What happens when your wound becomes your identity?
I have a real enjoyment for English football (soccer).The passion, training, and management are just a few of the areas that invigorate. This has often translated into application in coaching of High School soccer. After coaching for the last seven years, they have learned and utilized many life lessons. One area that stands out is a players heart intensity or lack of it. Over the years I have had the privilege of coaching some really great technical players. Though their technical skills did not always translate into game winning performances. This is especially true when the opportunities to win emerge, but something was missing in their performance. This missing element took time to discover, but once you see it, it stands out.

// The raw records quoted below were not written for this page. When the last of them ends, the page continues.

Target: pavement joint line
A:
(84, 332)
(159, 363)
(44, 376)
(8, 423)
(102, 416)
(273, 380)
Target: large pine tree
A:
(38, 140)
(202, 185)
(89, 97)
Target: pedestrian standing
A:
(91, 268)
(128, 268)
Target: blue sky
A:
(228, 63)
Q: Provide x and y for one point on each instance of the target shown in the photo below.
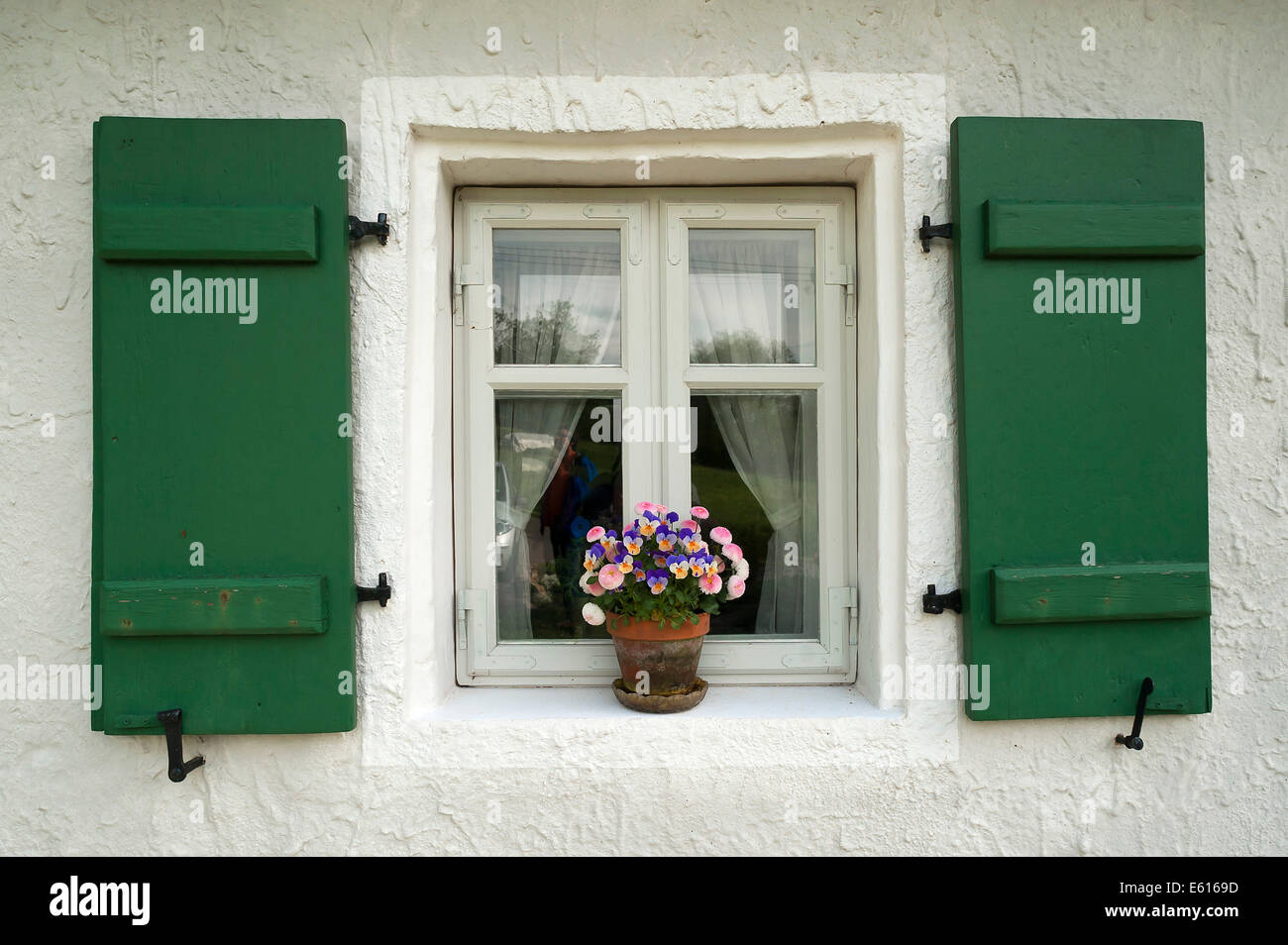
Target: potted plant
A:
(656, 588)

This really became clear when two top professional teams in the world met up for a match a while back and one suffered a severe loss. After the match, others interviewed the losing team’s manager. His comments were filled with praise towards the winning team and the intensity they had played. He than made an interesting comment that reflected on his years of experience and many championship trophies, “our team has some of the best technical players in the world, but many of them had been hurt (physically) this season and last. The ramifications is that they withhold themselves in the areas they had been injured before. They try to play around their injury. This causes them to limit what they can do on the field.”
This seems like such a true statement that can be portrayed in many areas of our life. These injured players are compensating in other areas to avoid the direct pain again. They are avoiding the pain and fear that includes risk. The risk of a lost career and ability to play in the future. They interpreted the injury as a direct assault on their identity as they were not able to deliver the skill set that brought them to the team in the first place. Their reluctant response only went on to fortify their weakness. This only makes the conditions far worse than the injury itself inflicted. The result is this wounded individuals world begins to shift from what they have to offer others to how can I protect myself.
Our wounds and injuries affect our soul and our identity. We often create barriers that begin to define our place in this world and the habits to navigate around the wounded areas. These habits become sub-conscious beliefs that shape our view and perspective of the world around us. This is why one of the main purposes of Jesus was to heal the broken or wounded heart as found in Luke 4. Also, Psalms 23 reveals the Father as the good shepherd restoring our soul. When we allow His healing, value and love overwhelm our wound or injury, that area becomes stronger and can further expand. Rather than shrinking back in the future due to the memory of the pain, we can move forward with a solid confidence of overcoming.